In the coming fiscal year, DNREC is seeking more money for climate-change preparation in its latest operating budget. Among the new items in the agency’s $39.1 million general fund request is $211,000 for two new planners to work on greenhouse gas modeling and facilitate the planning process. The budget is also seeking $100,000 for Gov. Carney’s plan to plant 1 million trees in Delaware over 10 years.
The new request is 2.6 percent higher than the current year, and would represent about a quarter of DNREC’s total budget for fiscal 2021 after collected revenues, fees and federal funding are added. While the department’s budget is gradually growing, its staffing has dropped significantly over the last decade, the budget figures show.
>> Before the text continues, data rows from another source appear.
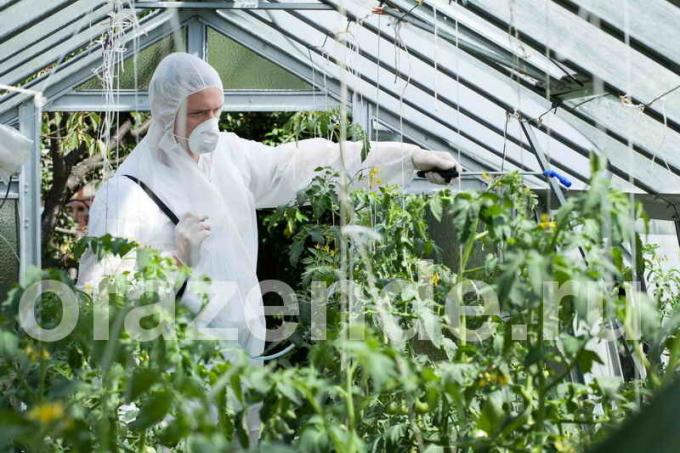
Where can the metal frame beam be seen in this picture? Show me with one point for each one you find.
(565, 128)
(73, 72)
(197, 38)
(29, 190)
(234, 101)
(242, 30)
(650, 79)
(229, 5)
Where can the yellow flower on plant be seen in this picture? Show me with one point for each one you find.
(373, 179)
(546, 223)
(36, 354)
(46, 413)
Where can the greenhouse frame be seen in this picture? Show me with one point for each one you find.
(493, 82)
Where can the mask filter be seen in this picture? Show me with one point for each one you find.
(204, 137)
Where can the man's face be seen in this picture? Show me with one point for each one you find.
(197, 108)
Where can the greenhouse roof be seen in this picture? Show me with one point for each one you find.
(498, 83)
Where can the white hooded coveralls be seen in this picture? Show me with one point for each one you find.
(226, 185)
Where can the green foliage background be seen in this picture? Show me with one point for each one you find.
(364, 386)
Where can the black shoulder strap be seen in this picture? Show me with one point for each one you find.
(162, 206)
(168, 212)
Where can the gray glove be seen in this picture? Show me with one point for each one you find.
(425, 160)
(190, 232)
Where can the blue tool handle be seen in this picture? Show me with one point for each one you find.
(566, 182)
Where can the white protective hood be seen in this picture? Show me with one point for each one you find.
(227, 255)
(226, 185)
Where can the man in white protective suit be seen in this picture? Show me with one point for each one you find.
(213, 182)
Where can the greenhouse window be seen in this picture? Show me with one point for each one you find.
(241, 68)
(147, 60)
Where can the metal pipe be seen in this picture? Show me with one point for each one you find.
(228, 5)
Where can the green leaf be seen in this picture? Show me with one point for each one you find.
(153, 410)
(141, 381)
(491, 416)
(586, 358)
(9, 344)
(436, 207)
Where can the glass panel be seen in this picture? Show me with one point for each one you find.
(653, 22)
(147, 60)
(241, 68)
(633, 124)
(579, 41)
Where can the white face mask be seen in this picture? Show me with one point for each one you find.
(204, 137)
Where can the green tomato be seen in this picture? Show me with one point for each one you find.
(422, 407)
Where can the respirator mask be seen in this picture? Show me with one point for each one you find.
(203, 139)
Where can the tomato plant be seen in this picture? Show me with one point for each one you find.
(392, 367)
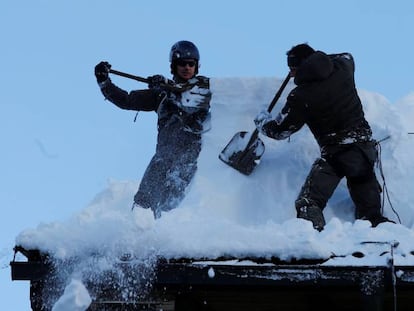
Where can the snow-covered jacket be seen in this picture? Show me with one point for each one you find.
(326, 100)
(189, 108)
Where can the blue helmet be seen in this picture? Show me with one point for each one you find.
(184, 49)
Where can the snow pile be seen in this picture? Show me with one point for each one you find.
(228, 214)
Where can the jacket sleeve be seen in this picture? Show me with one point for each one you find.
(139, 100)
(289, 120)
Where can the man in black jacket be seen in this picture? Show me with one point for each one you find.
(182, 118)
(326, 100)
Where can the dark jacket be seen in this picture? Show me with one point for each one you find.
(326, 100)
(163, 101)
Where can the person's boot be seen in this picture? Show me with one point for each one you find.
(313, 214)
(379, 220)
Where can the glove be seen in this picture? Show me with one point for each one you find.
(155, 82)
(261, 119)
(195, 99)
(102, 71)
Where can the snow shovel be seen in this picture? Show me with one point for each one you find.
(243, 152)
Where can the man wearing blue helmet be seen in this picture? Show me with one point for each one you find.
(182, 118)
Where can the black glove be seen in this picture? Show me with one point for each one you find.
(102, 71)
(154, 82)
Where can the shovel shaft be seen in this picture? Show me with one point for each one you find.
(127, 75)
(277, 95)
(255, 134)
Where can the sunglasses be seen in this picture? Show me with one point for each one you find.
(183, 63)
The number of full-time positions paid for by the general fund has declined by 23 percent since 2009 while those supported by fees and federal funding have dropped by about 5 percent.
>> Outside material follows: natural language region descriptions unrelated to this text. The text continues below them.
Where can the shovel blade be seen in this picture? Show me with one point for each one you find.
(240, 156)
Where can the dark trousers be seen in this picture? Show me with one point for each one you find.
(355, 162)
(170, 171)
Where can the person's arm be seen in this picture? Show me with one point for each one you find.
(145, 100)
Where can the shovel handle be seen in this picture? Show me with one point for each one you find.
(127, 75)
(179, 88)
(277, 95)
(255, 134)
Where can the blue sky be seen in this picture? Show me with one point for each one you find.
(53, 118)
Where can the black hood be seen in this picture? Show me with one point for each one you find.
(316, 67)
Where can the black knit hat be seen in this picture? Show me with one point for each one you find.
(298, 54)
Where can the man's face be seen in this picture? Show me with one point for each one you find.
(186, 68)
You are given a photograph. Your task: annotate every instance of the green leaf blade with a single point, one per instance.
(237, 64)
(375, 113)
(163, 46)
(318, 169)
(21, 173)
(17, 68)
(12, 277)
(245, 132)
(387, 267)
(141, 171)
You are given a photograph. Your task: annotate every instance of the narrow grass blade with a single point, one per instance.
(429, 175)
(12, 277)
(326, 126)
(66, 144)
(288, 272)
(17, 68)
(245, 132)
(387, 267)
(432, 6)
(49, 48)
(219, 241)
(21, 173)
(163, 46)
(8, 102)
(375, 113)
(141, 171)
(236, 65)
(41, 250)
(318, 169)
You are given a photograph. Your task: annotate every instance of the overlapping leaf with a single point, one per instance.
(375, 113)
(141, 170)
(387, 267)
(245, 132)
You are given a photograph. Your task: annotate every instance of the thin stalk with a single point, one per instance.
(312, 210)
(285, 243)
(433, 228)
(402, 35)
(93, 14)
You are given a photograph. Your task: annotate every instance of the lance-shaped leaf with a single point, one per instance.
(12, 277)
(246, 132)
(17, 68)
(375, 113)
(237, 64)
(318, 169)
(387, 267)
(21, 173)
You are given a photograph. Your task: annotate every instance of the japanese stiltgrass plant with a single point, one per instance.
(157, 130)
Meanwhile, Carney said the state’s efforts to cut its carbon emissions have converted all but one power plant to using natural gas rather than coal but have been less successful in the transportation sector.
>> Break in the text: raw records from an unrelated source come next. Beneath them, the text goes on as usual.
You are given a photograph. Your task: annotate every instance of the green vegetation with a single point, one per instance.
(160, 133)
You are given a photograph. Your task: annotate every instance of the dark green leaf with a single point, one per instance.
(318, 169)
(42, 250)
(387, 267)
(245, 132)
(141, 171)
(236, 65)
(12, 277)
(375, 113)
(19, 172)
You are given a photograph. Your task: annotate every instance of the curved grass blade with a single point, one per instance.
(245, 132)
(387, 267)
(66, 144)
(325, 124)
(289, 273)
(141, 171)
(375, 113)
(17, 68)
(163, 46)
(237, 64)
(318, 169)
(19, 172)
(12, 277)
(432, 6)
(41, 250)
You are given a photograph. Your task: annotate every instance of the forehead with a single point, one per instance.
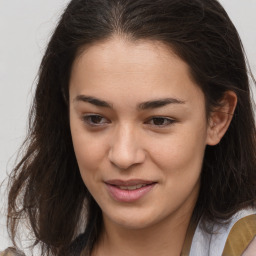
(121, 67)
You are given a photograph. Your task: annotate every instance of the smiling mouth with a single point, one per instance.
(129, 191)
(132, 187)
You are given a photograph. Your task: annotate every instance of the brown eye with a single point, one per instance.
(95, 120)
(160, 121)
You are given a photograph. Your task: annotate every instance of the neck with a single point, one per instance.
(163, 239)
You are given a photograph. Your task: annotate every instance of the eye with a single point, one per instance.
(160, 121)
(94, 120)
In a Feb. 18 interview with Delaware Public Media’s The Green, the Governor said the state plans to set a higher bar for the adoption of renewable fuels in the power-generation mix – requiring utilities to use 40 percent renewables by 2035, up from the current goal of 25 percent by 2025. The new target is specified in the current Senate Bill 181, being led by Sen. Harris McDowell.
Cutting transportation emissions is more challenging because it relies more heavily on individual willingness to switch to electric vehicles (EVs) or use transit wherever possible, Carney said.
To encourage the use of EVs and transit, the state is supporting the addition of charging stations and electric buses, while DNREC is focusing on renewables, energy efficiency, and coastal resilience, he said.
Carney acknowledged the low-lying state faces a “significant challenge” to defend its shore against rising seas, and noted that state and federal funding for beach replenishment does not currently match demand in some shore communities.
“The people that are on the front lines are the people who own houses along the beaches from Broadkill all the way up, and we’ve got a significant challenge there,” Carney said. “More and more of those bay beach communities in particular are expressing really dire need for beach-replenishment money, which at the moment is not in either the federal or the state plan.”
"We need to think through how do we communicate to the people of our state the things that individuals need to do." - Gov. John Carney
Sea levels in Delaware are forecast to rise by as much as five feet by the end of the century, according to a 2017 report from the Delaware Geological Survey and DNREC. The study updated a report in 2009 that estimated between 8 and 11 percent of the state’s land mass could be inundated by 2100 under the sea-level rise scenarios.
The rate of sea-level rise in Delaware and other mid-Atlantic states exceeds the global rate because the region’s land is sinking at the same time seas are rising. According to research from the University of Delaware, Bowers Beach is seeing the highest rate of SLR on the mid-Atlantic coast.
Among the challenges facing state planners is to educate the public on the realities of climate change, Carney said.
“We need to think through how do we communicate to the people of our state the things that individuals need to do, the things they are going to see that will change in the world in which we live, to move towards a carbon-free world,” he said.
Anne Harper, executive director of the Delaware Nature Society, urged the Joint Finance Committee to approve DNREC’s budget request, including its funding for the climate change plan.
She said the plan will be a “vital road map” that will identify specific ways of meeting the 2025 goal for cutting carbon emissions and making further cuts in the years beyond.